Once these general aspects have been covered, here are some more specific files to check:

  1. Make sure init is included as /sbin/init or /bin/init. Make sure it is executable.

  2. Run ldd init to check init's libraries. Usually this is just libc.so, but check anyway. Make sure you included the necessary libraries and loaders.

  3. Make sure you have the right loader for your libraries -- ld.so for a.out or ld-linux.so for ELF.

  4. Check the /etc/inittab on your bootdisk filesystem for the calls to getty (or some getty-like program, such as agetty, mgetty or getty_ps). Double-check these against your hard disk inittab. Check the man pages of the program you use to make sure these make sense. inittab is possibly the trickiest part because its syntax and content depend on the init program used and the nature of the system. The only way to tackle it is to read the man pages for init and inittab and work out exactly what your existing system is doing when it boots. Check to make sure /etc/inittab has a system initialisation entry. This should contain a command to execute the system initialization script, which must exist.

  5. As with init, run ldd on your getty to see what it needs, and make sure the necessary library files and loaders were included in your root filesystem.

  6. Be sure you have included a shell program (e.g., bash or ash) capable of running all of your rc scripts.

  7. If you have a /etc/ld.so.cache file on your rescue disk, remake it.

If init starts, but you get a message like:
        Id xxx respawning too fast: disabled for 5 minutes  
it is coming from init, usually indicating that getty or login is dying as soon as it starts up. Check the getty and login executables and the libraries they depend upon. Make sure the invocations in /etc/inittab are correct. If you get strange messages from getty, it may mean the calling form in /etc/inittab is wrong.

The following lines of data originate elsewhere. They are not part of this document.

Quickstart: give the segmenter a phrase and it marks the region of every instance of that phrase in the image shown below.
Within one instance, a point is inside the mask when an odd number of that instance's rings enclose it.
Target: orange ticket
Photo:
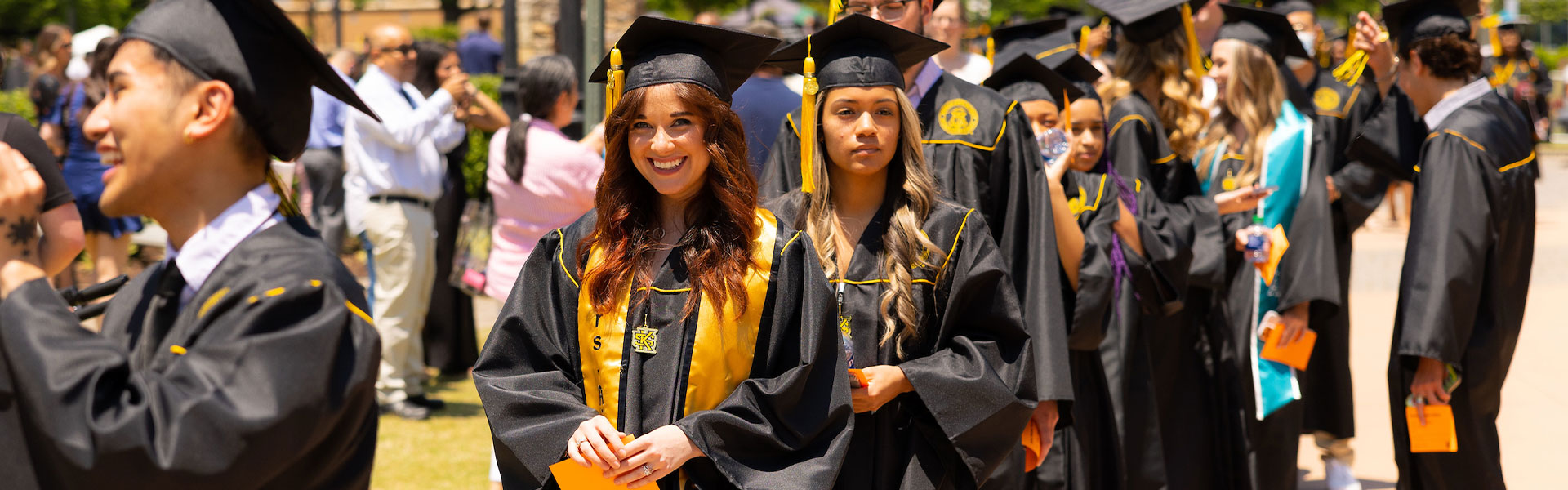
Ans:
[[[866,388],[866,386],[872,385],[872,380],[867,378],[866,372],[859,371],[859,369],[850,369],[850,378],[855,380],[855,383],[856,383],[855,388],[856,389]]]
[[[1046,459],[1040,451],[1041,446],[1044,446],[1044,441],[1040,440],[1040,424],[1035,424],[1035,419],[1030,418],[1029,426],[1024,426],[1024,471],[1033,471]]]
[[[1284,251],[1289,248],[1290,240],[1284,236],[1284,226],[1275,225],[1269,231],[1269,262],[1253,264],[1264,275],[1264,284],[1273,286],[1275,272],[1279,270],[1279,259],[1284,258]]]
[[[621,443],[630,443],[630,435],[622,435]],[[561,485],[561,490],[624,490],[626,485],[616,485],[613,479],[604,477],[604,468],[588,466],[583,468],[577,462],[566,459],[560,463],[550,465],[550,474],[555,476],[555,484]]]
[[[1425,408],[1427,424],[1421,424],[1416,410]],[[1454,430],[1454,407],[1425,405],[1405,407],[1405,426],[1410,427],[1410,452],[1458,452],[1458,433]]]
[[[1264,352],[1258,357],[1281,363],[1300,371],[1306,371],[1306,361],[1312,360],[1312,344],[1317,344],[1317,331],[1306,328],[1301,331],[1301,338],[1290,346],[1279,347],[1279,336],[1284,327],[1269,328],[1264,338]]]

If you get a login prompt, and you enter a valid login name but the system prompts you for another login name immediately, the problem may be with PAM or NSS. See Section 4.4. The problem may also be that you use shadow passwords and didn't copy /etc/shadow to your bootdisk.

If you try to run some executable, such as df, which is on your rescue disk but you yields a message like: df: not found, check two things: (1) Make sure the directory containing the binary is in your PATH, and (2) make sure you have libraries (and loaders) the program needs.